Today's Papers

The National Cop-Out

Everybody leads with the Yugoslav war. USA Today leads with Slobodan Milosevic’s announcement that he is willing to accept peace conditions set by the G-8 industrial nations (which, the paper should have explained, is the G-7 plus Russia). The Washington Post also emphasizes diplomacy, going with the upcoming first official contact between Milosevic and a representative of the allies–the president of Finland–since the bombing campaign commenced. The Los Angeles Times lead covers the NATO ground force build-up in countries bordering on Yugoslavia, a force designed primarily for eventual peacekeeping but one that, says the LAT, could be mobilized to wage a ground war against the Serbs. The New York Times lead, working mostly off President Clinton’s Memorial Day remarks, stresses Clinton’s view that the post-war reconstruction of the Kosovo region will fall mostly to European peacekeeping soldiers and to European investment capital. A good sense of the flux in the current situation comes in comparing the USAT headline–“SERBS SAY THEY ACCEPT TERMS”–to the LAT’s–“PROSPECT OF GROUND WAR STRENGTHENS IN BALKANS.”

The coverage indicates that NATO and U.S. officials are only slightly encouraged by Belgrade’s latest–because the G-8 plan is weaker than NATO’s cease-fire conditions in that the former allows some Yugoslav forces to remain in Kosovo and posits a peacekeeping force that is not NATO-based. “[I]t’s not clear that … all the terms have been accepted. We don’t have a sense of some tremendous breakthrough,” USAT quotes a White House spokesman as saying.

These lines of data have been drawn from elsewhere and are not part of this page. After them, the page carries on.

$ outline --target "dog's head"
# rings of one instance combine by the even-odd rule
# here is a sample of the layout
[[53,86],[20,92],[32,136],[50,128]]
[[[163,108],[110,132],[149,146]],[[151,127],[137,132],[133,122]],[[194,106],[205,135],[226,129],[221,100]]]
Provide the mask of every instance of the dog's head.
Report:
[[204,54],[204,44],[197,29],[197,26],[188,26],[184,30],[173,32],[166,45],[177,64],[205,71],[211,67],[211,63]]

In the bowels of its lead, the LAT takes away a good deal of the oomph of its “prospect-of-ground war” headline, noting far down that Pentagon officials expect that NATO would need as many as 150,000 troops to mount an invasion, as opposed to the 50,000 troops it is stationing, mostly in Macedonia. What’s more, converting them to the invasion mission “would take considerable planning, of which there so far has been none.”

The papers handle each new Yugoslav claim of civilian bombing deaths with less and less alarm. The latest claim–that 16 or more noncombatants were killed Monday at a retirement home–is mentioned in the WP’s fourth paragraph, but is played at the very bottom of the USAT lead, and is absent from the NYT and LAT leads. The papers use inside stories for the raid details. It would be wrong to overplay these stories, because accidents do happen, but Today’s Papers doesn’t detect enough follow-through on how they happen.

Everybody runs stories about China’s highest-profile response yet to America’s charges of nuclear spying. China’s information minister held a news conference where he used an Internet hookup to illustrate how much detailed information about American nukes is online for the asking. The minister also saw the U.S. charges as a “slander” and “typical racial prejudice.” The tone of the presentation appears to confirm a point made in a front-page LAT piece: The Cox report will probably strengthen the hand of hard-liners inside China.

The papers also run inside stories detailing continuing cat and mouse games between hackers and federal officials trying to protect government web sites. Hard on the heels of last weekend’s attack on Senate and FBI sites, just hit were an Interior Department site and one run by a supercomputer lab. The Wall Street Journal says the FBI has recently conducted 18 searches as part of its efforts, targeting mostly teen-agers. But the Journal says also that a short-term contractor at Microsoft’s world headquarters in Redmond, Wash., had his office searched by federal agents.

A NYT piece explains that on the strength of much recent research, scientists have concluded that social class is a more powerful predictor of health than genetics, exposure to carcinogens, and habits like smoking. In one study, it was found that people who had been unemployed for one month or more under highly stressful conditions were more than three times as likely to be susceptible to a virus as others. The story also notes that the new body of evidence would explain the continuing inequality in health status between blacks and whites.

USAT runs a front-page story on law-enforcement suicide. Incredibly, says the story, about 300 police officers a year do themselves in. In most departments, many more officers kill themselves than are killed in the line of duty. And the trend is also found in federal agencies like the FBI and Customs. The story mentions one possible solution: more and easier provision of psychological counseling to officers. One bit of useful context that the story lacks: suicide numbers for other professions, especially for those also thought to be particularly stressful. For instance, do soldiers–who also have ready access to guns–off themselves at anything like the same rate? And if not, why not?